Following appendix A of "Ergoregions in Magnetised Black Hole Spacetimes" by G. W. Gibbons, A. H. Mujtaba and C. N. Pope, starting from the Lagrangian

$$\mathcal{L} = \hat{R} - \hat{F}_{\mu\nu}\hat{F}^{\mu\nu},$$ metric and field

$$\mathrm{d}\hat{s}^2 = e^{2\phi} \mathrm{d}s^2 + e^{-2\phi}(\mathrm{d}z + 2\mathcal{A})^2,\\ \hat{A} = A + \chi(\mathrm{d}z +2 \mathcal{A}),$$

after Kaluza-Klein reduction, with Killing vector $K\equiv\partial_z$ corresponding to a spatial dimension, we obtain the reduced lagrangian. After using Lagrange multipliers and dualizing the fields, we obtain $$\hat{F} = -e^{2\phi} \star \mathrm{d}\psi + d \chi \wedge (\mathrm{d}z + 2\mathcal{A}),\quad e^{-2\phi} \star F = \mathrm{d} \psi, \quad F \equiv \mathrm{d} A + 2\chi \mathrm{d}\mathcal{A},$$

where the hatted quantities are 4-dimensional, none of the fields depends on $z$ and $\star$ is the Hodge dual with respect to $\mathrm{d}s^2$. At the end, they define the complex Ernst potential by $d \Phi = i_K(\hat{\star}\hat{F} + \mathrm{i} \hat{F})$, $\Phi = \psi + \mathrm{i}\chi$, where $i_K$ is the interior product by $K$. $i_K \hat{F} = -\mathrm{d} \chi$ is easy to derive, but $\mathrm{d}\psi = i_K \hat{\star} \hat{F}$ has proved to be not so easy.

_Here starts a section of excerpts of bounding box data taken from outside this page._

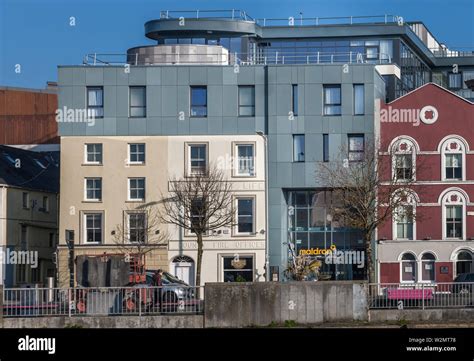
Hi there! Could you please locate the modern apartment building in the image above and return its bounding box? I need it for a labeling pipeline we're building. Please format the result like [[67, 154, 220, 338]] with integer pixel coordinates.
[[377, 84, 474, 284], [59, 10, 474, 283]]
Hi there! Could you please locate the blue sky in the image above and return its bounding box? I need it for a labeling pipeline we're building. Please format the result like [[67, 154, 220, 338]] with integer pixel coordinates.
[[0, 0, 474, 88]]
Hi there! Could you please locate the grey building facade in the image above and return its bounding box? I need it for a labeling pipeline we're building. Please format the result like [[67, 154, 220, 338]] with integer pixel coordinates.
[[58, 11, 474, 279]]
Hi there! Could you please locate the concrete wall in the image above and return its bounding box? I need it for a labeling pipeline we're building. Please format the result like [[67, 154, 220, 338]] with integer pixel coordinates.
[[205, 281, 367, 327]]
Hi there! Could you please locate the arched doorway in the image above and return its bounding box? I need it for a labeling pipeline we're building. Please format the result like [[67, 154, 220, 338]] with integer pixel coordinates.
[[456, 250, 474, 275], [171, 256, 194, 286]]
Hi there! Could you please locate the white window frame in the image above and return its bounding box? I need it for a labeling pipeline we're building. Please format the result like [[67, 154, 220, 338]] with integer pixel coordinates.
[[398, 250, 420, 284], [127, 143, 146, 165], [81, 211, 105, 244], [84, 143, 104, 165], [126, 211, 148, 244], [186, 142, 209, 177], [84, 177, 104, 202], [127, 177, 146, 202], [234, 195, 257, 236], [441, 137, 467, 182], [234, 142, 257, 177]]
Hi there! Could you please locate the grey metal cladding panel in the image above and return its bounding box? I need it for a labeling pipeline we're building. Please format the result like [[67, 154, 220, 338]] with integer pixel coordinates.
[[128, 118, 146, 135], [85, 66, 104, 86], [304, 115, 323, 133], [189, 66, 207, 85], [237, 117, 255, 135], [115, 117, 129, 135], [207, 117, 223, 135], [222, 66, 237, 85], [104, 67, 117, 86], [237, 66, 255, 85], [128, 67, 146, 85], [272, 116, 293, 134], [275, 66, 292, 84], [291, 163, 306, 187], [161, 85, 179, 116], [161, 66, 178, 85], [72, 67, 86, 85], [255, 84, 265, 117], [304, 65, 323, 84], [104, 86, 117, 117], [276, 134, 293, 162], [304, 84, 323, 115], [207, 66, 223, 85], [189, 118, 209, 134], [341, 84, 354, 115], [305, 134, 323, 162], [207, 84, 223, 116], [222, 117, 238, 134], [161, 117, 178, 135], [277, 162, 293, 187], [323, 66, 342, 84], [177, 66, 189, 85], [58, 67, 74, 86], [146, 85, 162, 117], [115, 67, 129, 86], [146, 66, 161, 85], [116, 85, 128, 118], [102, 118, 117, 135], [58, 86, 72, 109], [146, 117, 162, 135], [276, 84, 291, 117], [222, 85, 238, 117]]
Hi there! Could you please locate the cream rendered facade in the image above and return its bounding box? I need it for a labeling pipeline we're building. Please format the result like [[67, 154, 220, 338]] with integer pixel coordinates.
[[58, 135, 266, 286]]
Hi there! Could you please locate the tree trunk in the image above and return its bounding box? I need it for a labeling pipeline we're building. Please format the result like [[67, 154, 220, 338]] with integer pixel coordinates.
[[364, 233, 375, 283], [196, 233, 203, 298]]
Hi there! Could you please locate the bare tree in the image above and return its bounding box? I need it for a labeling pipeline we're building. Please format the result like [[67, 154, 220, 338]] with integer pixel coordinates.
[[113, 203, 168, 278], [161, 165, 235, 286], [316, 142, 421, 282]]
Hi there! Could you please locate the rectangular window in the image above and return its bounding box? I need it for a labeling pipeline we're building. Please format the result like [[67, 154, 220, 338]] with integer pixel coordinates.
[[396, 206, 413, 240], [239, 85, 255, 117], [448, 72, 462, 89], [130, 86, 146, 118], [446, 206, 463, 238], [86, 143, 102, 164], [22, 192, 30, 209], [354, 84, 365, 115], [128, 212, 146, 243], [237, 198, 255, 234], [323, 134, 329, 162], [291, 84, 298, 115], [85, 178, 102, 202], [395, 154, 413, 180], [128, 143, 145, 164], [237, 144, 255, 176], [84, 213, 103, 243], [87, 86, 104, 118], [189, 144, 207, 174], [347, 134, 364, 162], [222, 256, 254, 282], [190, 86, 207, 117], [293, 134, 304, 162], [41, 196, 49, 212], [190, 198, 206, 233], [128, 178, 145, 201], [323, 85, 341, 115], [446, 154, 462, 179]]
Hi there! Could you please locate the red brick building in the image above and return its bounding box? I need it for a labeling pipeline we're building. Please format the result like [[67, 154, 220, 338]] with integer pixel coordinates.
[[376, 83, 474, 283]]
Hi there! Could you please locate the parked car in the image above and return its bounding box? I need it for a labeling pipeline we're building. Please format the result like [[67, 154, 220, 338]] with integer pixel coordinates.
[[452, 273, 474, 293]]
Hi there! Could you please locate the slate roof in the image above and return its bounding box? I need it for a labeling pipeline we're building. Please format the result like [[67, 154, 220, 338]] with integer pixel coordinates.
[[0, 145, 59, 193]]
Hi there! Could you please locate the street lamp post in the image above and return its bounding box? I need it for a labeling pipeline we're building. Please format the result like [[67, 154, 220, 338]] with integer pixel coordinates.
[[256, 131, 270, 282]]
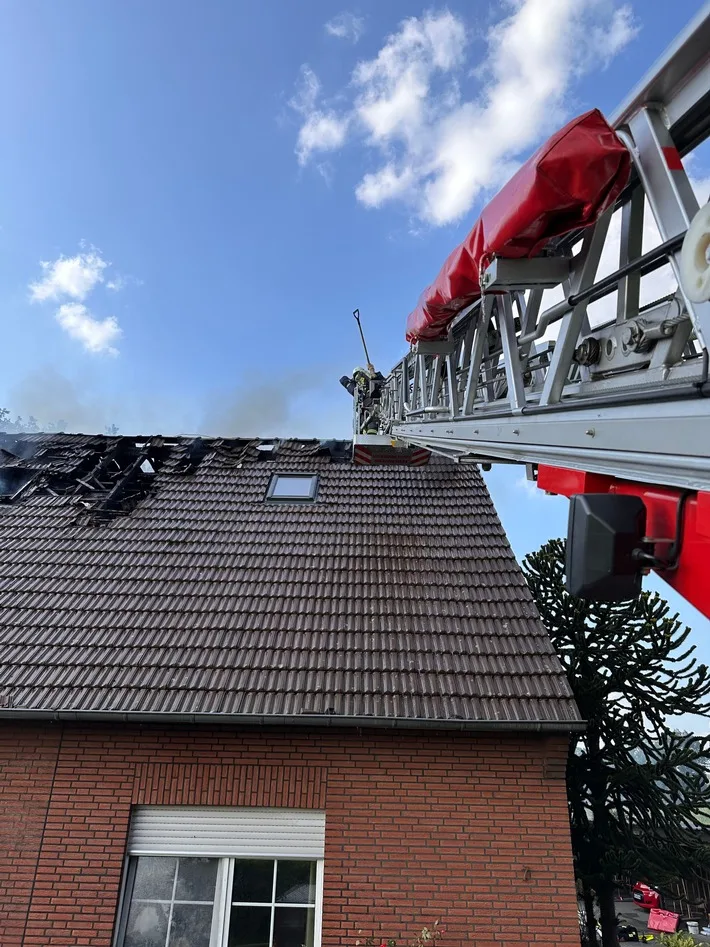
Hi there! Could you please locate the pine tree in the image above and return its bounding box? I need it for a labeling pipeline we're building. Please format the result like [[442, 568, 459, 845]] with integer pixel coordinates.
[[523, 539, 710, 947]]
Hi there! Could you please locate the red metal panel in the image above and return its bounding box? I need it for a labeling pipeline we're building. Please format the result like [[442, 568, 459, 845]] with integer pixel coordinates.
[[407, 109, 631, 342], [648, 908, 680, 933], [537, 465, 710, 617]]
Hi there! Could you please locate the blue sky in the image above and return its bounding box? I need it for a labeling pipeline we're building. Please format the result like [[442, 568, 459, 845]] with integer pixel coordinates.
[[0, 0, 710, 692]]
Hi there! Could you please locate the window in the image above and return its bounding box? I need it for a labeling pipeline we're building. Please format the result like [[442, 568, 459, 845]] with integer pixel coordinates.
[[122, 856, 219, 947], [114, 806, 325, 947], [266, 474, 318, 501]]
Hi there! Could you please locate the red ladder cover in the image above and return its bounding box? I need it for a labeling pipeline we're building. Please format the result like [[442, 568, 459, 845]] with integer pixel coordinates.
[[407, 109, 631, 342]]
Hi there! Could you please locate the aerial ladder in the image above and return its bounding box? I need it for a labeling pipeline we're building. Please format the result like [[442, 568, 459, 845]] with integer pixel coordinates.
[[352, 4, 710, 616]]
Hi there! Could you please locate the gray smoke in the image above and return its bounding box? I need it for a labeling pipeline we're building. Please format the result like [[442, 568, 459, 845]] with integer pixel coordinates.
[[200, 366, 352, 438], [0, 365, 352, 438]]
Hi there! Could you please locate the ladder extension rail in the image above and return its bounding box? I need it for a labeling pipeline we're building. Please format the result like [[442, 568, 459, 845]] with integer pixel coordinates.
[[372, 6, 710, 490]]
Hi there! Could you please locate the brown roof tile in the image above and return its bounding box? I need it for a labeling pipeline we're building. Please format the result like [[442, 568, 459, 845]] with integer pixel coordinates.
[[0, 435, 578, 729]]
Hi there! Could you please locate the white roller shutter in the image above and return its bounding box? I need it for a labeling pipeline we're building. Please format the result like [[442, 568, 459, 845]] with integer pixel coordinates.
[[128, 806, 325, 858]]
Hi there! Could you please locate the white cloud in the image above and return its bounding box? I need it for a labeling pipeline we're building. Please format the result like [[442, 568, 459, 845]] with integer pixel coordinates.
[[30, 249, 108, 302], [292, 0, 637, 225], [289, 65, 348, 165], [56, 303, 121, 355], [325, 13, 365, 43], [29, 242, 127, 355]]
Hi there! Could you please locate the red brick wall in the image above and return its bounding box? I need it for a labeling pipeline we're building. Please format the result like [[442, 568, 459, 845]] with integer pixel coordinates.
[[0, 727, 61, 947], [0, 725, 577, 947]]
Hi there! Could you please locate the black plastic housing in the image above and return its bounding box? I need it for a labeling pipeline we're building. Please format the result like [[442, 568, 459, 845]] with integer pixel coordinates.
[[566, 493, 646, 602]]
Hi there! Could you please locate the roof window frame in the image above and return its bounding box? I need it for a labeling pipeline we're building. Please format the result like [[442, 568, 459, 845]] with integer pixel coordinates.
[[265, 470, 320, 503]]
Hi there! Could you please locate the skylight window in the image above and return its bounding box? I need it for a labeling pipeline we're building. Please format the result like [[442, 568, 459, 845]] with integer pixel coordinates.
[[266, 474, 318, 502]]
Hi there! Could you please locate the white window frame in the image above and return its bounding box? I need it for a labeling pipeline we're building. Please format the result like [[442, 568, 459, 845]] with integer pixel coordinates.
[[113, 806, 325, 947], [266, 471, 320, 503]]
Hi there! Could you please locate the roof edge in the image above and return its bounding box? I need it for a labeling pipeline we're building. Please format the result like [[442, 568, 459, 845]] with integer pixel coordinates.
[[0, 708, 586, 733]]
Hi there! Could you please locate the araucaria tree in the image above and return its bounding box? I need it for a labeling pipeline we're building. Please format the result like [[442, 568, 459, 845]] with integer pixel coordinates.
[[523, 539, 710, 947]]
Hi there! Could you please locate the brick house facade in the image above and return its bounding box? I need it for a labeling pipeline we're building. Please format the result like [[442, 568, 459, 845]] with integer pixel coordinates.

My question is about this last equation. Considering that $\det \hat{g}_{MN} = e^{4\phi} \det g_{\mu\nu}$, I obtain $$i_K \hat{\star} \hat{F} = - e^{2\phi} \star(F + 2 \mathrm{d} \chi \wedge \mathcal{A}),$$ which is obviously wrong. Could somebody provide some hint about this last equation? It must be easy to derive, but I cannot see the way at the moment.

Answer 1

We have $i_K\hat{\star}d \psi = \star d\psi$. Indeed, $$i_K \hat{\star} d \psi = (d \psi)^a \hat{\epsilon}_{abcd} K^b = (d\psi)_e \hat{g}^{ea} e^{2\phi} \epsilon_{acd} = (d\psi)_e g^{ea} \epsilon_{acd} = \star d \psi,$$ since $\hat{\epsilon}_{abcd} K^b = \hat{e}^0\wedge \hat{e}^1 \wedge \hat{e}^2 \wedge i_K\hat{e}^z = e^{2\phi} e^0\wedge e^1 \wedge e^2 = e^{2\phi}\epsilon_{acd}$. Also, the identity $$i_K \hat{\star} d\psi = \hat{\star} (d\psi\wedge K)$$ holds, and if we use it in the definition of $\hat{F}$, we obtain $\hat{F} = e^{2\phi}[- \hat{\star}(d \psi\wedge K) + d \chi\wedge K]$, from which the equation $i_K\hat{\star}\hat{F} = - d\psi$ follows. We observe that there is a sign error in the article. Actually, the definition of $\Phi$ is wrong, but this only becomes apparent if one attempts to relate it to the Ernst potentials.